No reason at all you can't have all four POVs, Kate. Lots of possibilities eg they might all have equal weight or you might decide that one character dominates more than the other three. All options are open.
Writing dual POV novel - both present tense. I learnt I may get some traction from giving a couple of minor characters their own POVs to amplify the story. Need to think about that. As far as reading goes, I hardly ever notice POV or even psychic distance. Must pay more attention to mechanics tho I read very fast.
Thanks Debbie. I've managed to see structural things plus character development in the books I read but as I've just finished a structural edit 0f the novel I am about to restart at Ch 1 so this is an ideal time to check out how writers use POV & PD. I read a mix of literary, book group and crime fiction so there's a lot to compare.
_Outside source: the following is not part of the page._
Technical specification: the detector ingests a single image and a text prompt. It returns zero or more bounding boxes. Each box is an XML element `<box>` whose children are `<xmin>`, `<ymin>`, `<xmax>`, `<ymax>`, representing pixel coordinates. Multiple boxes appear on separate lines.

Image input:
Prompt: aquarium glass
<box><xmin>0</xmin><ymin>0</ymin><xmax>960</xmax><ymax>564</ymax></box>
Hi Maggie, I can't stop seeing all the POVs! I find there's never much PD going on. I tend to read commercial fiction, and it really bugs me. It's a joy when the author takes us deeper into the character's head and we get to learn how they think. I am a slow reader though, I like to savour the words. Good luck!
I'm writing a multiverse SF story in which the main character, Saffy, meets different versions of herself, her father, and her boyfriend. For plot purposes I switch POV between five different Saffies, separated by chapters; or sometimes extra line breaks to make a new section within a chapter (as when they are acting simultaneously in parallel worlds). But rarely are they iswapping POV n the same scene.
Only at the end, by which time the reader will have got used to things, does Saffy meet an alter ego whose parallel world only split off a day ago. I have written these two almost as one character, for example with two lines of dialogue running on without a para break, without even with a handle on exactly who says what.
It serves the plot, but it also fits thematically, and allows me to work up subtle differences between mostly identical characters.